Forum Moderators: goodroi

Message Too Old, No Replies

Sitemaps File Size up to 50Mb

         

engine

2:55 pm on Dec 12, 2016 (gmt 0)

WebmasterWorld Administrator 10+ Year Member Top Contributors Of The Month



Many of you may know that you can now create a sitemap file up to 50Mb, [blogs.bing.com] but previously, would only support 10Mb. Bing said it's now increased to up to 50Mb.
It's still limited to 50,000 urls, and you can still use gzip to compress the file, however, it's the uncompressed file that cannot be larger than 50Mb.

If you have more than 50,000 urls you can create multiple sitemap files and create a sitemap index file, which in turn has a limit of 50,000 urls, and, again, a maximum size of 50mb.

Frequently changed urls can be indicated in the sitemap with lastmod tag. [sitemaps.org]

lucy24

6:05 pm on Dec 12, 2016 (gmt 0)

WebmasterWorld Senior Member 10+ Year Member Top Contributors Of The Month



Obligatory reminder:
The sole purpose of a sitemap (not to be confused with an HTML "Site Map" page) is to help search engines find pages they might otherwise overlook. It is not exclusive ("crawl and index only these pages"), it is inclusive ("be sure not to overlook these pages").

If you have 50,000 URLs that you're afraid search engines might not find, I'd worry that some of your human users might similarly have trouble finding the pages from within your site.

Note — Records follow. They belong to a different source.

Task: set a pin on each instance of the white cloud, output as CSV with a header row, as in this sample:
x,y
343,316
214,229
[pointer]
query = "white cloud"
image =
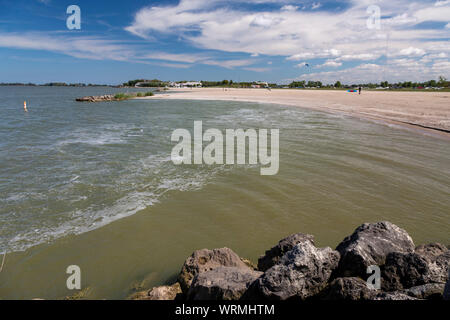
x,y
302,64
79,47
331,63
412,52
442,3
190,58
361,56
289,8
316,5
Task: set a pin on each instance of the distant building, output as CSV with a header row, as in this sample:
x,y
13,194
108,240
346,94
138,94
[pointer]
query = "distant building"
x,y
191,84
260,84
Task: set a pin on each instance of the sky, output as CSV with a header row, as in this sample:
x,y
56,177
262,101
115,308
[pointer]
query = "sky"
x,y
353,41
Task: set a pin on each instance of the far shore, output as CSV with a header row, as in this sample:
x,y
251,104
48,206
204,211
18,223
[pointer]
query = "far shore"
x,y
429,112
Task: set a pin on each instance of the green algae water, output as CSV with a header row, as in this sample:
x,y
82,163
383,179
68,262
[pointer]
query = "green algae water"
x,y
93,185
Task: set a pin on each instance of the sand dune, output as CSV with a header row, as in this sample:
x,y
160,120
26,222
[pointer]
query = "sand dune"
x,y
414,109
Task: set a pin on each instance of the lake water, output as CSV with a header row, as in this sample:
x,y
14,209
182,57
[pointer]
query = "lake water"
x,y
93,185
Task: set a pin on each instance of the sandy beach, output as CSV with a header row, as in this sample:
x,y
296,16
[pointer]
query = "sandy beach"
x,y
427,111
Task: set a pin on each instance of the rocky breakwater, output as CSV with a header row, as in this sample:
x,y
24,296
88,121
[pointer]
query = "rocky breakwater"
x,y
295,269
106,97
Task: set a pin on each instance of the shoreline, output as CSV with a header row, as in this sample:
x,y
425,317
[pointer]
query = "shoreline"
x,y
296,270
404,109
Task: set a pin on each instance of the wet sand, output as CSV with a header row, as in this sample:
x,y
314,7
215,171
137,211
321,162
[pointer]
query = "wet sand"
x,y
427,111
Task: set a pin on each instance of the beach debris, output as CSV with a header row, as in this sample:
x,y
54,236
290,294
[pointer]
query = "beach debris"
x,y
222,283
369,245
295,269
351,288
273,256
158,293
206,260
3,262
302,273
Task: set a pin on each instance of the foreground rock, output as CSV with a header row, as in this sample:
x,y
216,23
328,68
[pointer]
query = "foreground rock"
x,y
301,273
159,293
295,269
351,288
222,283
106,97
447,289
206,260
393,296
404,270
369,245
274,255
432,291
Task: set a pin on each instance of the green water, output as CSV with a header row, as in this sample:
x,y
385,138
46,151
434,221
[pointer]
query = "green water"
x,y
93,185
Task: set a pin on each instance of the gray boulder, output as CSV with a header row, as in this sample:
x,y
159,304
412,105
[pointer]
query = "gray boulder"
x,y
369,245
393,296
301,273
404,270
439,268
159,293
447,289
429,291
206,260
351,288
222,283
274,255
431,251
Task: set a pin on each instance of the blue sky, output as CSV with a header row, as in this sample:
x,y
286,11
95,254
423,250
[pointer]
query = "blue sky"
x,y
216,39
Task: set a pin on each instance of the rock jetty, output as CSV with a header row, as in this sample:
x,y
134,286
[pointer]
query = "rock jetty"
x,y
106,97
295,269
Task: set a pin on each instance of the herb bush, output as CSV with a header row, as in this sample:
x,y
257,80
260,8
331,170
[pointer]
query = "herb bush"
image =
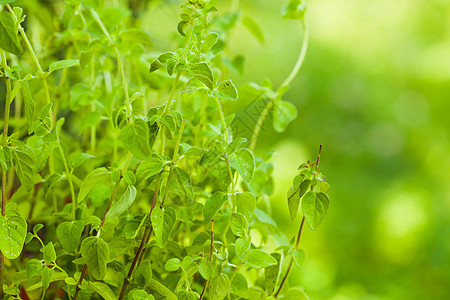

And that's a much bigger problem. (Ever been to a page you found via a search engine, did some random exploring on the site, and then when you tried to return to the first page you couldn't find it by any conceivable link? I have. This is not a Good User Experience.)

Is there any evidence that search engines take "lastmod" seriously? I should think the only time they even might give it weight is if they're already very familiar with a given site, and know from experience that its "lastmod" tags are an accurate reflector of how often pages change.

engine

6:19 pm on Dec 12, 2016 (gmt 0)

WebmasterWorld Administrator 10+ Year Member Top Contributors Of The Month



I agree about lastmod. If your site is crawled frequently, there's no need to use lastmod, the crawler will get around to it.

50,000 pages is quite a lot, and yes, it's very easy for a user to get lost in a site. I wouldn't want to use a sitemap myself, but then, the sitemap of such a site is not for me.

keyplyr

11:27 pm on Dec 12, 2016 (gmt 0)

WebmasterWorld Senior Member 10+ Year Member Top Contributors Of The Month



If your site is crawled frequently, there's no need to use lastmod, the crawler will get around to it.
On a site with about 300 index-able pages, I currently use Google Custom Search (although working on my own) as my site search utility. I have evidence that if I update sitemap.xml lastmod, the updated page gets indexed very very fast, in a few minutes to an hour usually. Otherwise it takes between 1 to 3 days for my pages to get re-indexed.

I have always updated sitemap.xml every time I edit a page. This has always worked well, but indexed even faster in the last 6 months. I have not tested whether the re-indexed pages proliferate across all data centers any faster.